Architecture comparison sidebar

Single-cycle CPU vs 6502 state machine vs ARMv8 out-of-order.

Your RV32I-Lite single-cycle CPU executes one instruction per clock cycle. The Fmax is limited by the longest combinational path across one cycle (typically the load-word path: PC fetch → decode → register read → ALU → data memory → register write). A 4 MHz clock with a 250ns period is achievable for a ripple-carry adder design on the Tang Primer 25K; a carry-lookahead adder (CSA-201) can push this to 20-50 MHz.

The original 6502 ran at 1-2 MHz. This was NOT single-cycle: most instructions took 2-7 clock cycles because the external memory bus could not be read in one cycle (slow DRAM from 1975). Arlet's Verilog 6502 uses a synchronous-memory assumption that would allow much faster clocking if the original DRAM were replaced with BRAM, but the multi-cycle state machine is preserved for behavioral compatibility. Your RV32I-Lite assumes fast BRAM and exploits it.

ARMv8 Cortex-A out-of-order cores execute multiple instructions per clock cycle (3-5 wide issue on Apple M2) and can have 12 or more cycles in flight simultaneously through pipelined execution units. The 200x speed difference between your CSA-110 CPU and an M2 core is almost entirely the pipeline depth, the out-of-order engine, and the instruction-level parallelism, not the clock frequency.
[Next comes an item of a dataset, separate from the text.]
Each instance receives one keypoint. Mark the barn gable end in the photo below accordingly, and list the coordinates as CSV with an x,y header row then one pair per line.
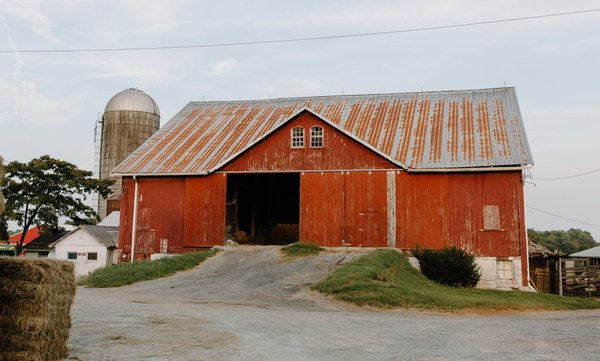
x,y
275,152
The lesson: single-cycle is correct and understandable; pipelining is the engineering path from "correct" to "fast." CSA-201 starts down that path.

Reflection prompts

Your CPU has one clock domain, one fetch-decode-execute cycle per clock, and runs from BRAM. What would you have to add to run from external DRAM (which has a 10-100ns access latency vs the BRAM's 1-cycle latency)?
Lab 5.5 introduced a seeded bug in the branch-offset encoding. What made it hard to find? What tool or technique did you use to isolate it?
You have now built both a 6502 (by reading and modifying Arlet's Verilog) and an RV32I-Lite (by writing Verilog from scratch). Which required more engineering judgment? Which required more domain knowledge? Are those different things?

What's next

The hardware is done. Weeks 6-12 build the software toolchain. Week 6 builds the assembler: a Python program that takes RV32I-Lite assembly source and emits a VOF v1 object file. The assembler is the first step in converting human-readable instructions into the encoded 32-bit words you have been writing by hand.